Occurrence of multidrug-resistant Escherichia coli and antibiotic resistance genes in a wastewater treatment plant and its associated river water in Harare, Zimbabwe
Keywords:antibiotic resistance, wastewater treatment, Zimbabwe, Escherichia coli, antibiotic resistance genes
Wastewater treatment plants (WWTPs) have been identified as point sources of antibiotic-resistant bacteria (ARB) and antibiotic-resistance genes (ARG). Due to variations in antibiotic use and prescribing patterns in different countries, it is imperative to establish the presence of ARB and ARGs in water environments on a country-by-country basis.
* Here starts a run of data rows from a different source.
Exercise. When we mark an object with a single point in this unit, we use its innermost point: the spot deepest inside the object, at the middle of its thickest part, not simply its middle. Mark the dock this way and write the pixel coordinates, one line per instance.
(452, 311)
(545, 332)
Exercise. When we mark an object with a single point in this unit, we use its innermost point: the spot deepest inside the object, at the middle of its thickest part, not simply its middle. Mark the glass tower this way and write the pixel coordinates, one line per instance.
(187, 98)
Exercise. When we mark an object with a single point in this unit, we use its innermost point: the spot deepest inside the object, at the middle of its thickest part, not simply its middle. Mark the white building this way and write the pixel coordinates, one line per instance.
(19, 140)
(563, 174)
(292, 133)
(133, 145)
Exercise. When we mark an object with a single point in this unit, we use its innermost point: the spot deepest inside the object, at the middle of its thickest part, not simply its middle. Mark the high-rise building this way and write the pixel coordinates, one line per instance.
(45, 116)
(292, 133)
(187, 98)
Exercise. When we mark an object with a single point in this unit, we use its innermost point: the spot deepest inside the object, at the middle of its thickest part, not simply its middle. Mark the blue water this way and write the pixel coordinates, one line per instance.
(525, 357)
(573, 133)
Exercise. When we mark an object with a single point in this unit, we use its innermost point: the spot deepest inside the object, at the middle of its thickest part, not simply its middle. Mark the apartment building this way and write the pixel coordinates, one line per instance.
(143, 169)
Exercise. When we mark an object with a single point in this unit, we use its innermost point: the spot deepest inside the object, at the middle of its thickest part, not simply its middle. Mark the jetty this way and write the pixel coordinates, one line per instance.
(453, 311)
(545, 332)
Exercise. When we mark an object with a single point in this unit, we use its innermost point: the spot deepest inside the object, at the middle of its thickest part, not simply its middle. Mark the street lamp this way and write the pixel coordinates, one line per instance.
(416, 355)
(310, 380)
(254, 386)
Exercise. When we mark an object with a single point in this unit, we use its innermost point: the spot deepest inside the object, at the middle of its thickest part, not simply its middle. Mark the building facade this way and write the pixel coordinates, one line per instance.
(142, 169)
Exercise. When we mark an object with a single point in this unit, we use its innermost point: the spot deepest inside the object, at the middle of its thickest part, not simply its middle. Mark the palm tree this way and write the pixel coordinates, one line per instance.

This study investigated the occurrence of 11 antibiotic-resistance genes (QNRB, DFR14, CTX-M, KPC, Sul1, QNRA, Sul2, ERMB, ERMA, SHV, NDM), and antibiotic-resistant Escherichia coli in a WWTP and its associated river water in Harare, Zimbabwe. 24 water samples were collected across 3 sites: upstream and downstream of the WWTP; final effluent of the WWTP. The samples were collected weekly for 8 weeks. Pure cultures of the E. coli isolates were obtained by membrane filtration (0.45 µm) and repeated streaking on Tryptone Bile X-glucuronide followed by biochemical tests (indole test; citrate test; motility, indole, and ornithine). Antibiotic resistance profiling was done for 12 antibiotics using the disc diffusion method. Total genomic DNA was extracted from the 21 water samples and the occurrence of 11 antibiotic-resistant genes investigated using conventional PCR. 86 E. coli isolates were obtained from the sampled sites: 28 from the upstream site, 26 from the WWTP effluent, and 32 from the downstream site. The results from chi-squared analysis showed a significant association (p < 0.05) between the sampling site and the percentage of antibiotic-resistant E. coli for all 12 antibiotics investigated. The percentage of E. coli isolates resistant to the tested antibiotics varied from 29% (ertapenem) to 80.2% (ciprofloxacin). 81 (94.2%) E. coli isolates were resistant to antibiotics from ≥3 classes. Eight (8/11, 72.7%) ARGs were detected in the WWTP effluent and river water samples. Results indicate that the investigated WWTP and associated river water are reservoirs of ARGs and antibiotic-resistant E. coli, which is a public health concern.